How to cite this URL:
Pasmatzi E, Monastirli A, Kapranos N, Badavanis G, Apostolidou A, Tsambaos D. Multiple large and dome-shaped nodules on the lower extremity. Indian J Dermatol [serial online] 2022 [cited 2023 May 29];67:94. Available from:

   Quiz Top

Learning points

  • Merkel cell carcinoma (MCC) is a rare and highly aggressive cutaneous malignant neoplasm of neuroendocrine origin, the incidence (0.7 cases/100.000 person-years) and mortality (0.43/100.000) of which are increasing.
  • It almost always presents as a rapidly growing solitary tumor on sun-exposed areas (particularly on the head and neck region) of elderly and/or immunosuppressed patients with fair skin types.
  • Multiple lesions simultaneously arising at multiple sites or the same body region have very rarely been observed.
  • About 80% of the MCC cases are associated with the common Merkel cell polyomavirus (MCPyV), whereas in about 20% of the cases, the tumor arises via an ultraviolet radiation-induced accumulation of a large number of somatic mutations.
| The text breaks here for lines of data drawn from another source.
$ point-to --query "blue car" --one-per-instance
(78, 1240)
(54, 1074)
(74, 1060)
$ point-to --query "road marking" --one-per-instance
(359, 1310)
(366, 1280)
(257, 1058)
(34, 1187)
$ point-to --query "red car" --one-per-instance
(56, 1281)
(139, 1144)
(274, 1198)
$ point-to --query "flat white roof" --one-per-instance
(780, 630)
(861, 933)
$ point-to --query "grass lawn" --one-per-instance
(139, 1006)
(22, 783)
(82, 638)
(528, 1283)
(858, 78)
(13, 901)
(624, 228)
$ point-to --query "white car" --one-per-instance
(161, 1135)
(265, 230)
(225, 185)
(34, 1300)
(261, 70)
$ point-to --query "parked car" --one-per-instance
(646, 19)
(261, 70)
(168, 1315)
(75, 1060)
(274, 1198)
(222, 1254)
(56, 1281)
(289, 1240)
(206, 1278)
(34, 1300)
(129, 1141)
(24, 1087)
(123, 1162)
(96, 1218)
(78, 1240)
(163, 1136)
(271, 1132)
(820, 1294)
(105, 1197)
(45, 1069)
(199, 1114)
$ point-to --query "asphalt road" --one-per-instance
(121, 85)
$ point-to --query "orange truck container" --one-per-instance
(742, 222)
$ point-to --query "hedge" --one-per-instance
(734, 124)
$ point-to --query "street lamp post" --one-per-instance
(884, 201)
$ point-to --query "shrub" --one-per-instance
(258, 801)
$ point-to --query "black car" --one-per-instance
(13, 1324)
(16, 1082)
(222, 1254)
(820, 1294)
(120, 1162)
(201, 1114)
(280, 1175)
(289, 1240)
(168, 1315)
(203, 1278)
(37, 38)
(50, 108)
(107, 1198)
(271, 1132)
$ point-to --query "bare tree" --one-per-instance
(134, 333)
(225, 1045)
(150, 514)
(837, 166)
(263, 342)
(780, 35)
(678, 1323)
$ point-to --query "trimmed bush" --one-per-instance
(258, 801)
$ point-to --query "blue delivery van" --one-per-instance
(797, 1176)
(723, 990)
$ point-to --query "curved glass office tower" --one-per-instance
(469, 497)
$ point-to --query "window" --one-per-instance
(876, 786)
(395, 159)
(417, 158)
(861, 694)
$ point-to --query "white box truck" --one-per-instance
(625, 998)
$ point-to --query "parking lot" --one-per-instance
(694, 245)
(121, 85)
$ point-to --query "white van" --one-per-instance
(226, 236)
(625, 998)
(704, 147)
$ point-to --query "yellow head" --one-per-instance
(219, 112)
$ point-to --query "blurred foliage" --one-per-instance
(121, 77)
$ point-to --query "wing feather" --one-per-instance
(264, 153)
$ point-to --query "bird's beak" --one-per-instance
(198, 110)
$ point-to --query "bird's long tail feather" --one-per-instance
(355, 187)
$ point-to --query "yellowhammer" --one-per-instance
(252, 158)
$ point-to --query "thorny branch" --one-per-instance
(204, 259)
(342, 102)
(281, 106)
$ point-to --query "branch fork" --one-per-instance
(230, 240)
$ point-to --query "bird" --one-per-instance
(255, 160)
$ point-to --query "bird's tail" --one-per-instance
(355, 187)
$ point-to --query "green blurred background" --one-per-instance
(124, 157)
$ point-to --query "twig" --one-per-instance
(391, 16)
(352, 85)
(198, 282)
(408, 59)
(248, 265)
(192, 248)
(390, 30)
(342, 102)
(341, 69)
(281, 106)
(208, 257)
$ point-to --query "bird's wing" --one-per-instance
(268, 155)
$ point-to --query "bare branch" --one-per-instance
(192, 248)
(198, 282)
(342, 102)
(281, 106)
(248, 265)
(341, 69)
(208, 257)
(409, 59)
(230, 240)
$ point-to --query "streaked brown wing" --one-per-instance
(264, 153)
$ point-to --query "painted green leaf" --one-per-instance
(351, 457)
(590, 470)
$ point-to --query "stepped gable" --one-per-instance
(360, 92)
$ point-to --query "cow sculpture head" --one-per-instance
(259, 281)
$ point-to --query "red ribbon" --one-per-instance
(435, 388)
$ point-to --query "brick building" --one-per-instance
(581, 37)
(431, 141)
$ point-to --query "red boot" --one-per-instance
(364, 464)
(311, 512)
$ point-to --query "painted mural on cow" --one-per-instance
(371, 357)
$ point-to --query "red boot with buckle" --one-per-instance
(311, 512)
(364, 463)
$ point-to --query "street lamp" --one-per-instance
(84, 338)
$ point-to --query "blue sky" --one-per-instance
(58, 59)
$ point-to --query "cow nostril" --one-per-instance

   History, Examination, and Investigative Findings Top

A 71-year-old Caucasian HIV-negative woman presented with a 2-month-history of skin lesions which abruptly and simultaneously developed on the extensor surface of her right leg. Physical examination revealed multiple, pink, dome-shaped nodules (diameter 1–5 cm). The surface of several nodules was eroded and partially covered by crusts [Figure 1]. No inguinal lymphadenopathy was detected. Histological examination of multiple biopsies derived from the nodular lesions revealed a dermal tumor consisting of monomorphic, small-sized round cells with scanty eosinophilic cytoplasm, hyperchromatic nuclei, and multiple small nucleoli [Figure 2]a and [Figure 2]b. On immunohistochemistry, the tumor cells were positively stained with cytokeratin 20 [Figure 3], neurofilament, and neuron-specific enolase. A complete clinical workup including staging imaging failed to demonstrate the visceral metastatic disease. Just when thorough information was provided to the patient about her disease and the available therapeutic regimens, she refused any treatment, left the hospital against medical advice, and was lost to follow-up.
Figure 1: Clinical appearance of multiple rapidly growing dome-shaped nodules on the extensor, sun-exposed right leg of the patient.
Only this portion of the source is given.